She said that the funeral would be private, with just her and their daughter, according to Němec wishes.
“He did not want a ceremony or speeches. … Anyone who wants to remember him can light a candle,” Ruszeláková said.
Němec was sometimes called the enfant terrible of Czech cinema.
He was most well-known for his 1964 debut feature film Diamonds of the Night (Démanty noci), based on a story by Arnošt Lustig. The film is about two boys trying to flee from a train that was taking them to a concentration camp.
He also had some international success with his 1966 film A Report on the Party and the Guests (O slavnosti a hostech), a surreal film about a picnic organized by a bully.

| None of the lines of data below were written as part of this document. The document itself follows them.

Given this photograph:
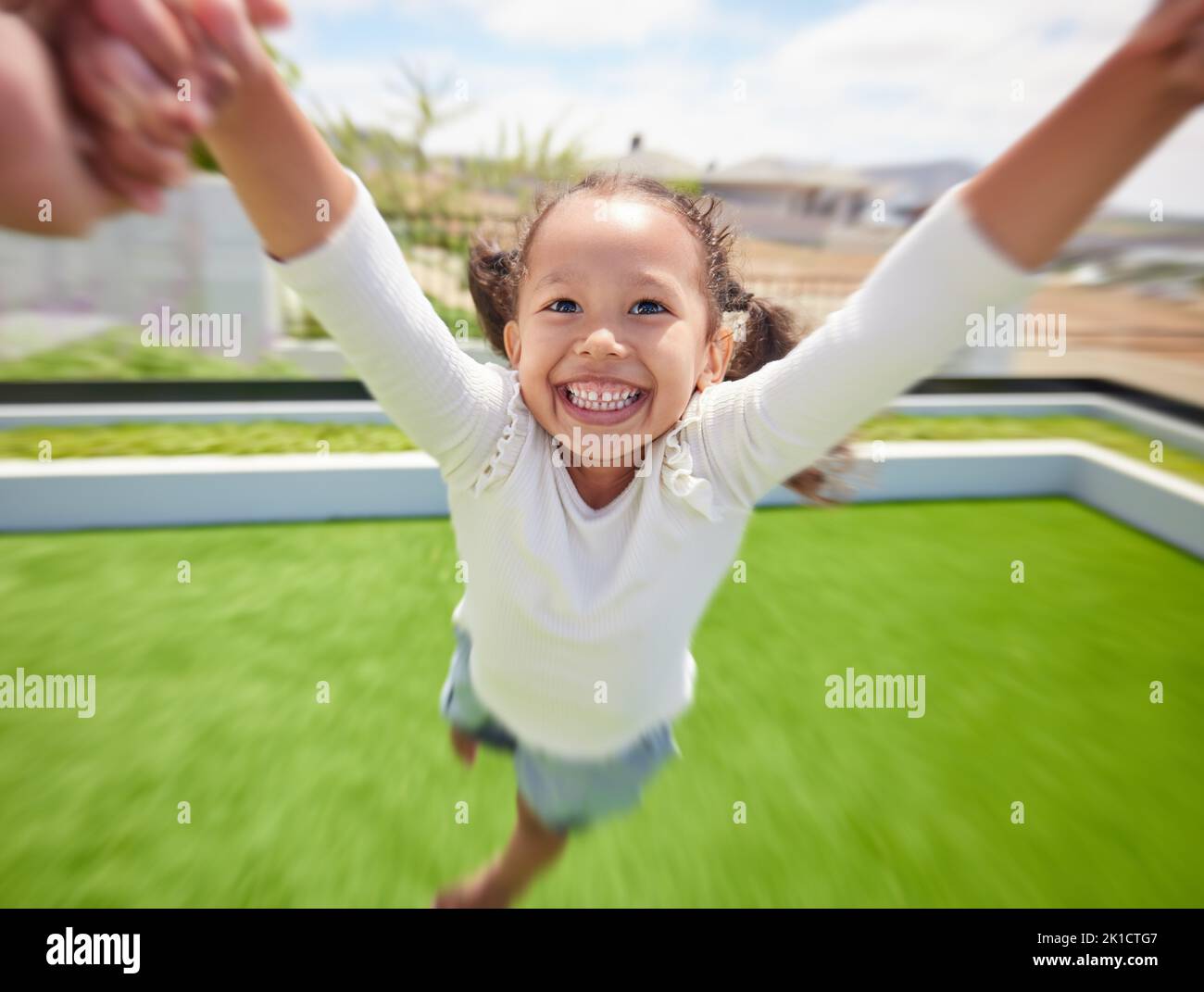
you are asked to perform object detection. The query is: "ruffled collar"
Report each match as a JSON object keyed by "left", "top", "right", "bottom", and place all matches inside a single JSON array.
[
  {"left": 661, "top": 393, "right": 719, "bottom": 521},
  {"left": 472, "top": 366, "right": 533, "bottom": 495}
]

He documented the 1968 Soviet-led invasion in Oratorio for Prague. The film received standing ovations in New York in the fall of 1968, but was banned by Czechoslovak authorities. Scenes from the film are often used in documentaries on the invasion. It was also used in The Unbearable Lightness of Being (1988) and Němec served as an adviser on that film.
He was unable to work in cinema after 1968 in Czechoslovakia but did do some television work and also made music clips for Karel Gott and Marta Kubišová.

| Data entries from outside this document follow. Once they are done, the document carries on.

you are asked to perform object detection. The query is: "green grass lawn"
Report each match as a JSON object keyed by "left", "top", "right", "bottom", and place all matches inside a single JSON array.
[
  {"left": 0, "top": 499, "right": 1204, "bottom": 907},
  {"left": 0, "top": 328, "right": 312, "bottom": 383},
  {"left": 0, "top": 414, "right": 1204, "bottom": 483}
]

He managed to leave the county in 1974, traveling to Germany, France, Holland, Sweden, and the United States. During that time he pioneered the use of video to record weddings and filmed a Swedish royal wedding. He also did some sporadic work in television.
He returned to Czechoslovakia after 1989 and made several films including Code Name Ruby (Jmeno kodu: Rubin) in 1997 and Late Night Talks with Mother (Nočni hovory s matkou) in 2000. The latter film won the Golden Leopard at the Locarno film festival. The experimental film starred Karel Roden and involved the main character seeking absolution from his deceased mother.
At the time of his death he was working on a new film, The Wolf from Royal Vineyard Street (Vlk z Královských Vinohrad).